Little by little, I see past the top two layers, understanding more and more how they actually hate how much they care about Arion.

“And he wants me to be the stand-in, because Idun didn’t work out,” I say quietly as I look out the window at the passing scenery.

Still worrying about Vance, I put off feeling anything at all about learning something I pretty much already assumed.

Either Arion thought I was Idun—like Damien did—or he wanted me to be the two-point-oh version.

I’m not sure how pathetic it is that I feel that pang of disappointment. He’s a psychotic vampire who unapologetically uses and manipulates. I shouldn’t feel disappointment.

The worst part is feeling stupid because you let someone like that make you feel special in the weirdest possible way.

“I learned long ago not to presume what Arion is thinking. He keeps that to himself. Be careful, Violet. He was once a man who would tell no lies, but he was a man who could use honesty as a weapon, even when he held onto his faith. He found a way to manipulate the truth to save his life when needed. It made him clever, but it also made him unpredictable. He can smile to your face, and then stab you in the back, without even glancing back to see you die.”

“He’s done that to you?”

He shakes his head, huffing out a sound of amusement. “Metaphorically? More times than I can count. Literally? No. The times I died was from my own betas rising up against me and attacking me en masse. Hundreds usually. I cull the second-timers and ring-leaders. The others usually learn their lesson and their place.”

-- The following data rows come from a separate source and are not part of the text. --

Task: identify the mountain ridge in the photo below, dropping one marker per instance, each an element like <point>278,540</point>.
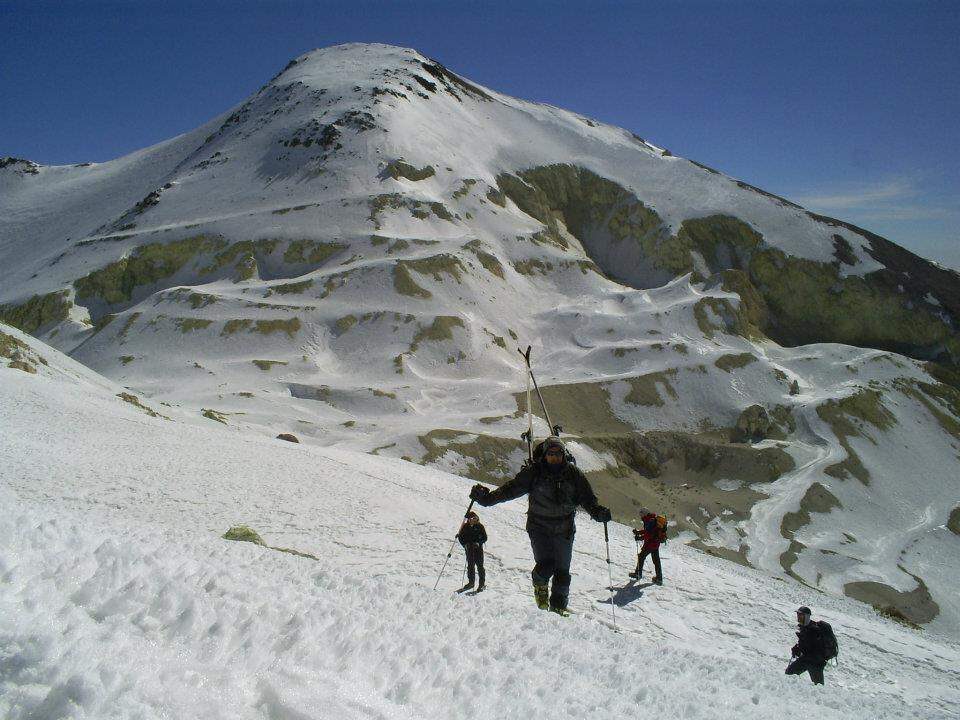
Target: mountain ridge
<point>353,256</point>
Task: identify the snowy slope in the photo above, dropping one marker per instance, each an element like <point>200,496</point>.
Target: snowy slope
<point>277,270</point>
<point>120,599</point>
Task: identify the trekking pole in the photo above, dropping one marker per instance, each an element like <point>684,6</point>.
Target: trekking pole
<point>450,552</point>
<point>606,539</point>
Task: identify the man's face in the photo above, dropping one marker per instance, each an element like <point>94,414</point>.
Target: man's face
<point>554,456</point>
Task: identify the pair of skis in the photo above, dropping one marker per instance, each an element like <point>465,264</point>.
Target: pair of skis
<point>528,435</point>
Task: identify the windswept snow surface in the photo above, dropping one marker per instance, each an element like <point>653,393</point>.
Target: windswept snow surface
<point>119,599</point>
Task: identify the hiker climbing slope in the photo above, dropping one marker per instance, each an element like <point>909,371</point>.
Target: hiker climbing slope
<point>472,536</point>
<point>555,487</point>
<point>652,534</point>
<point>816,644</point>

“Unless another monster panics and—”

“You were defending yourself, Violet. Even one who can’t die is still young enough to fear death. I’ve done far worse for far less,” he says quietly. “In the end, no one innocent died that night. If I wasn’t numb to it all, I’d have done the same thing.”

This conversation is way too heavy for my chest right now, when I’m already worried about Vance being out there all by himself, while he’s clearly hurting and tired.

“I’m trying to picture Arion as the good boy,” I say by way of deflection.

“Don’t,” Emit states with a bit of intensity I wasn’t expecting. “Don’t picture him as the person he used to be, because he’s very much different, Violet. We let it happen, taking for granted absolutely everything we had in our lives before Idun. He’s based his eternal life around her.”

“I get it,” I tell him, watching as his shoulders relax with that admission. “So how long can Vance go without falling asleep? Didn’t he say that’s when it’ll trigger?”

“Days? Weeks? Who knows when the last time he slept was. He doesn’t do much of that.” He clears his throat. “So…you don’t gain or lose weight?”

Sometimes whiplash is a byproduct from talking to one of them. It’s one of the things they all have in common.

“Random, but no. I’m stuck. They call it a plateau in the magazines,” I answer idly, as I eat my chips.